3300 South Federal Street
Chicago, IL 60616

10. Promontory Apartments

5530 South Shore Drive, Chicago, IL 60637

Not short on ambition, Mies tackled his first residential high-rise building in 1949, while still in the thick of the IIT design. Known as the Promentory Apartments, the building is also the first example of an International Style tower in the U.S.

5530 South Shore Drive
Chicago, IL 60637

11. Farnsworth House

14520 River Road, Plano, IL 60545

Designed for Dr. Edith Farnsworth in 1947, the now-legendary Farnsworth House would not be completed until 1951 and was mired in lawsuits and disputes between architect and owner for years. Nonetheless, it is one of the shining examples of American modernism.

14520 River Road
Plano, IL 60545

12. Lakeshore Apartments

880 North Lake Shore Drive, Chicago, IL 60611

A pair of steel-fronted towers that serve as a preamble to Mies' iconic Seagram Building in New York, Chicago's Lakeshore Apartments have recently undergone an extensive facade restoration. Considered extremely minimalist upon completion, the towers have since served as the basis for a whole class of glass-and-steel skyscrapers.

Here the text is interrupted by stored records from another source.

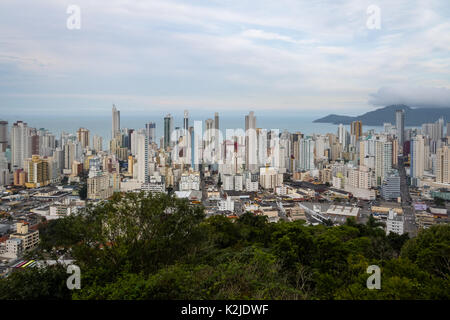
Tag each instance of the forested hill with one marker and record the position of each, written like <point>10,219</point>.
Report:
<point>413,117</point>
<point>159,247</point>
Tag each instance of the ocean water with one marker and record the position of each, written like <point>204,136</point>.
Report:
<point>101,125</point>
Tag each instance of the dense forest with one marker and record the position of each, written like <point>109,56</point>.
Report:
<point>139,246</point>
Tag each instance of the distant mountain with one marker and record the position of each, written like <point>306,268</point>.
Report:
<point>413,117</point>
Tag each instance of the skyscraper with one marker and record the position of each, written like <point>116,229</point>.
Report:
<point>417,151</point>
<point>83,137</point>
<point>115,122</point>
<point>343,136</point>
<point>306,154</point>
<point>383,160</point>
<point>97,143</point>
<point>20,144</point>
<point>3,135</point>
<point>250,142</point>
<point>186,122</point>
<point>142,158</point>
<point>168,129</point>
<point>150,129</point>
<point>400,125</point>
<point>443,165</point>
<point>356,129</point>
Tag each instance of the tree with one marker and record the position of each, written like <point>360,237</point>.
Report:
<point>36,283</point>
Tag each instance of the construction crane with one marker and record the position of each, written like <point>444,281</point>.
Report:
<point>315,214</point>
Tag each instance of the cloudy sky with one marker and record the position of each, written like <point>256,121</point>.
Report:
<point>160,55</point>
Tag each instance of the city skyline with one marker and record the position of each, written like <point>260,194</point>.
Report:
<point>175,55</point>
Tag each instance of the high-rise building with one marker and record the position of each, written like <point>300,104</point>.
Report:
<point>150,130</point>
<point>400,125</point>
<point>20,144</point>
<point>3,135</point>
<point>250,142</point>
<point>97,143</point>
<point>38,172</point>
<point>343,136</point>
<point>216,132</point>
<point>417,150</point>
<point>141,168</point>
<point>390,189</point>
<point>186,122</point>
<point>356,129</point>
<point>83,137</point>
<point>383,159</point>
<point>115,122</point>
<point>168,129</point>
<point>69,154</point>
<point>306,154</point>
<point>443,165</point>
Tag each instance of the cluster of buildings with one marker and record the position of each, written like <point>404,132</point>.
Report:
<point>264,171</point>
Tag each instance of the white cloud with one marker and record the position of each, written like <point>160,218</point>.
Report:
<point>412,96</point>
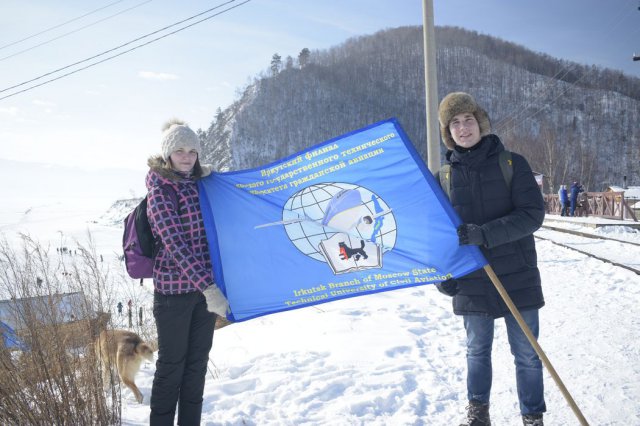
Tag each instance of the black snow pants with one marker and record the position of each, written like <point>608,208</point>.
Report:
<point>185,334</point>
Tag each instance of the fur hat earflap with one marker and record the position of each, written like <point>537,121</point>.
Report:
<point>458,103</point>
<point>176,134</point>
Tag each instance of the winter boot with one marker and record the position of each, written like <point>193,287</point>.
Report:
<point>532,420</point>
<point>477,414</point>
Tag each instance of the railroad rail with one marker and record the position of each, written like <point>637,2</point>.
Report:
<point>583,234</point>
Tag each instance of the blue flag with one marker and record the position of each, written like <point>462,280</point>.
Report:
<point>354,215</point>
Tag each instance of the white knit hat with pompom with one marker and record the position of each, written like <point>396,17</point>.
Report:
<point>175,135</point>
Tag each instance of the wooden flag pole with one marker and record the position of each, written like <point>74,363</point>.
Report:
<point>527,331</point>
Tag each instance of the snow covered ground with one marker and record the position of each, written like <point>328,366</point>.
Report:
<point>394,358</point>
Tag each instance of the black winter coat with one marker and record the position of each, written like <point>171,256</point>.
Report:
<point>480,195</point>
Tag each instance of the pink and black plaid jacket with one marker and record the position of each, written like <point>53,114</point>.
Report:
<point>183,264</point>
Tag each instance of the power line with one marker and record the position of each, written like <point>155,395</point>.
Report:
<point>121,53</point>
<point>74,31</point>
<point>60,25</point>
<point>119,47</point>
<point>507,124</point>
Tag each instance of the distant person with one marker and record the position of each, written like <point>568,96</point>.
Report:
<point>501,221</point>
<point>185,295</point>
<point>563,197</point>
<point>575,189</point>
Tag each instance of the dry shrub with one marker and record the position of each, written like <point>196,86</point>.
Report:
<point>57,307</point>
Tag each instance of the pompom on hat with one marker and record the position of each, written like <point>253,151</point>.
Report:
<point>175,135</point>
<point>458,103</point>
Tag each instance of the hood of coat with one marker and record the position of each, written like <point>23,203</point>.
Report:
<point>160,174</point>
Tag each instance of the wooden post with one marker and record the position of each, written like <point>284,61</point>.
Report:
<point>527,331</point>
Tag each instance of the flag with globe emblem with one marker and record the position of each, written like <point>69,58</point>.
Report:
<point>355,215</point>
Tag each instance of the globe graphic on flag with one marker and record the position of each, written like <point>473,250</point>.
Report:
<point>314,202</point>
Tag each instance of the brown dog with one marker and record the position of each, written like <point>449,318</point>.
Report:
<point>125,351</point>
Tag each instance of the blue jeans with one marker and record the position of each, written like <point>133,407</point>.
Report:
<point>528,365</point>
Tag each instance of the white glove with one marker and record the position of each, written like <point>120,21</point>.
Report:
<point>216,302</point>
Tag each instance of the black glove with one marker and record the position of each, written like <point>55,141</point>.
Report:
<point>448,287</point>
<point>470,235</point>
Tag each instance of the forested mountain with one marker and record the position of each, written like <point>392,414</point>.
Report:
<point>573,122</point>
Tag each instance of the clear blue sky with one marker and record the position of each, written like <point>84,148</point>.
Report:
<point>110,115</point>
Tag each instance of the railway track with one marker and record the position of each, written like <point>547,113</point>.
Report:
<point>587,235</point>
<point>591,236</point>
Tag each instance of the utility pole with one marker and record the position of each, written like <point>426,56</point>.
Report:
<point>431,87</point>
<point>636,57</point>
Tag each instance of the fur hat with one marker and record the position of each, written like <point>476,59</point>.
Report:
<point>458,103</point>
<point>175,135</point>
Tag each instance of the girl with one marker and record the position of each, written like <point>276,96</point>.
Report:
<point>186,299</point>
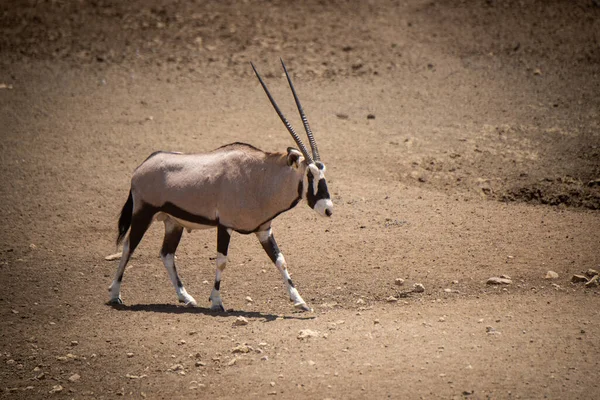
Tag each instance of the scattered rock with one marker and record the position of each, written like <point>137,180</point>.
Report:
<point>591,272</point>
<point>242,348</point>
<point>240,321</point>
<point>56,389</point>
<point>499,281</point>
<point>491,330</point>
<point>307,333</point>
<point>418,288</point>
<point>551,275</point>
<point>578,279</point>
<point>116,256</point>
<point>129,376</point>
<point>592,282</point>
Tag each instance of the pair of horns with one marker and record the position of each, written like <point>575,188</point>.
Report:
<point>311,139</point>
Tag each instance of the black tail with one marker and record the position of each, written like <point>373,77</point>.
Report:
<point>125,219</point>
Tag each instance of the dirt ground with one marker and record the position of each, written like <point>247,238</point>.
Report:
<point>462,141</point>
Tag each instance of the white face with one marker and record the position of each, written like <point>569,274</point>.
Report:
<point>316,192</point>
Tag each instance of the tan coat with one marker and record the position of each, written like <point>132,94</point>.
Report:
<point>237,185</point>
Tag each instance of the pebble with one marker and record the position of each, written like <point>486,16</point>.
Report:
<point>307,333</point>
<point>56,389</point>
<point>578,279</point>
<point>499,281</point>
<point>591,272</point>
<point>551,275</point>
<point>592,282</point>
<point>418,288</point>
<point>242,348</point>
<point>240,321</point>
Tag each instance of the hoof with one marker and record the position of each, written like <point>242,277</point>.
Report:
<point>189,303</point>
<point>303,307</point>
<point>115,302</point>
<point>218,308</point>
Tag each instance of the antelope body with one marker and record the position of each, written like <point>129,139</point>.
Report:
<point>236,187</point>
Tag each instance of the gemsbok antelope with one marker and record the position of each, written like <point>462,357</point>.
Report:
<point>235,188</point>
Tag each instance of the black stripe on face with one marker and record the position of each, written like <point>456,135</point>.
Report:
<point>322,190</point>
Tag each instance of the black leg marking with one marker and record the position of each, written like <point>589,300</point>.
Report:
<point>223,238</point>
<point>270,246</point>
<point>171,240</point>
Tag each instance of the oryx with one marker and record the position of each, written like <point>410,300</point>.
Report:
<point>236,187</point>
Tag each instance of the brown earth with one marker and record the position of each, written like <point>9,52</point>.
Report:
<point>481,157</point>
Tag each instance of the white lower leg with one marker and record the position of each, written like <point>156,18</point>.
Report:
<point>115,287</point>
<point>215,295</point>
<point>292,291</point>
<point>182,295</point>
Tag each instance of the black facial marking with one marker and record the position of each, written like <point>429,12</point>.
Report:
<point>322,191</point>
<point>223,238</point>
<point>271,248</point>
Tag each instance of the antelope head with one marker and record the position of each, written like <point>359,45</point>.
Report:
<point>315,190</point>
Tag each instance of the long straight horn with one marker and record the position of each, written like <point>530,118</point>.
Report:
<point>311,139</point>
<point>283,119</point>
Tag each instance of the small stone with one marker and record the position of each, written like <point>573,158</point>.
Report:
<point>242,348</point>
<point>491,331</point>
<point>307,333</point>
<point>240,321</point>
<point>498,281</point>
<point>112,257</point>
<point>418,288</point>
<point>56,389</point>
<point>578,279</point>
<point>592,282</point>
<point>551,275</point>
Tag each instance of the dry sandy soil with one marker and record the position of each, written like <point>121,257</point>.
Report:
<point>462,141</point>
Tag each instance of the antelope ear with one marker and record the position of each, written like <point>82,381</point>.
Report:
<point>294,157</point>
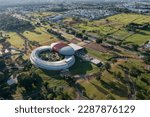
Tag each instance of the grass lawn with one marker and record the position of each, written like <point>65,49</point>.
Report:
<point>99,55</point>
<point>115,27</point>
<point>39,35</point>
<point>83,67</point>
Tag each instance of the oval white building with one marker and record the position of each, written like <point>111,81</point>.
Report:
<point>61,48</point>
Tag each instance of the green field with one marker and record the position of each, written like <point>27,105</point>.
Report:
<point>115,26</point>
<point>15,40</point>
<point>39,35</point>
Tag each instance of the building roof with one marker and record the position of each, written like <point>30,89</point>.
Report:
<point>62,48</point>
<point>75,46</point>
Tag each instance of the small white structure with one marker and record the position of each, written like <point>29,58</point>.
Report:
<point>147,46</point>
<point>12,80</point>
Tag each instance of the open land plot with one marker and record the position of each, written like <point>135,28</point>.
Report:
<point>39,35</point>
<point>115,26</point>
<point>99,55</point>
<point>83,67</point>
<point>42,14</point>
<point>15,40</point>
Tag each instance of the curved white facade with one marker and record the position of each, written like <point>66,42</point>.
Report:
<point>67,62</point>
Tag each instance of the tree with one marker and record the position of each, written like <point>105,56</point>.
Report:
<point>98,76</point>
<point>135,72</point>
<point>135,47</point>
<point>2,64</point>
<point>147,60</point>
<point>1,77</point>
<point>99,41</point>
<point>107,66</point>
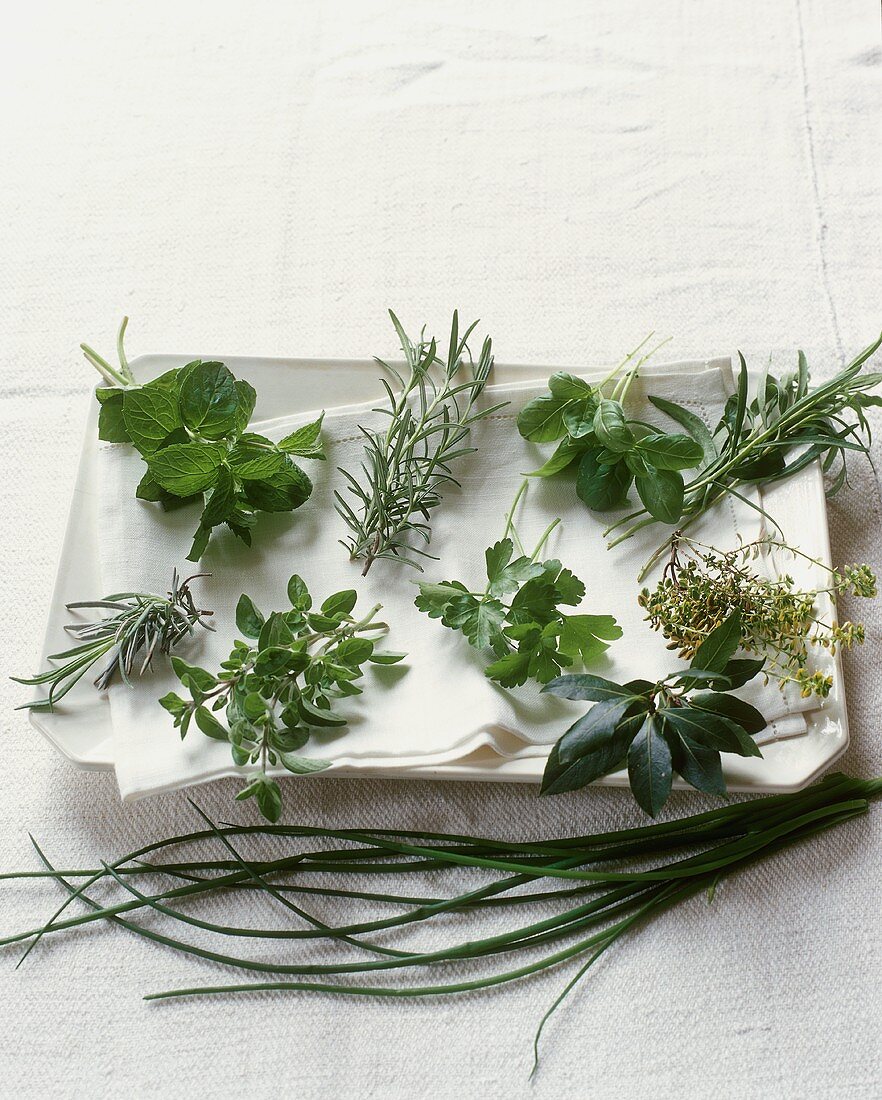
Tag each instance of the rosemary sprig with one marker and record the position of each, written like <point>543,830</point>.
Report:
<point>702,586</point>
<point>139,626</point>
<point>787,426</point>
<point>604,887</point>
<point>406,465</point>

880 North Lake Shore Drive
Chicago, IL 60611

13. S.R. Crown Hall

3368 South State Street, Chicago, IL 60616

The capstone of Mies' tenure as director of IIT's Department of Architecture, Crown Hall is among the architect's masterpieces and was named a historic landmark in 2001. The construction of this monumental building was beset by fire and delays, and probably led to Mies' dismissal as director.

3368 South State Street
Chicago, IL 60616

14. Seagram Building

375 Park Avenue, New York, NY 10152

Completed in 1958 on Park Avenue in NYC, Mies' Seagram Building set the tone for skyscraper construction for years to come. A simple glass box set back from the street, the Seagram also featured interiors from fellow starchitect Philip Johnson.

375 Park Avenue
New York, NY 10152

15. Lafayette Park

1301 Orleans Street, Detroit, MI 48207

Built on the site of a slum and intended to prevent middle-class flight to the suburbs, this 78-acre complex is today one of the cheapest places to score a Mies-designed pad. A mix of high-rises, townhouses, and coveted garden flats known as "court houses," units here start at $500 per month, while a three-bed townhome was recently listed for $130K.

1301 Orleans Street
Detroit, MI 48207

16. Neue Nationalgalerie

Potsdamer Straße 50, 10785 Berlin, Germany

Opened in 1968, a year before Mies passed away, the New National Gallery cantilevers a primary exhibit hall over a glassy central pavilion. The characteristic open interior space defies the traditional, heavily-partitioned museum experience.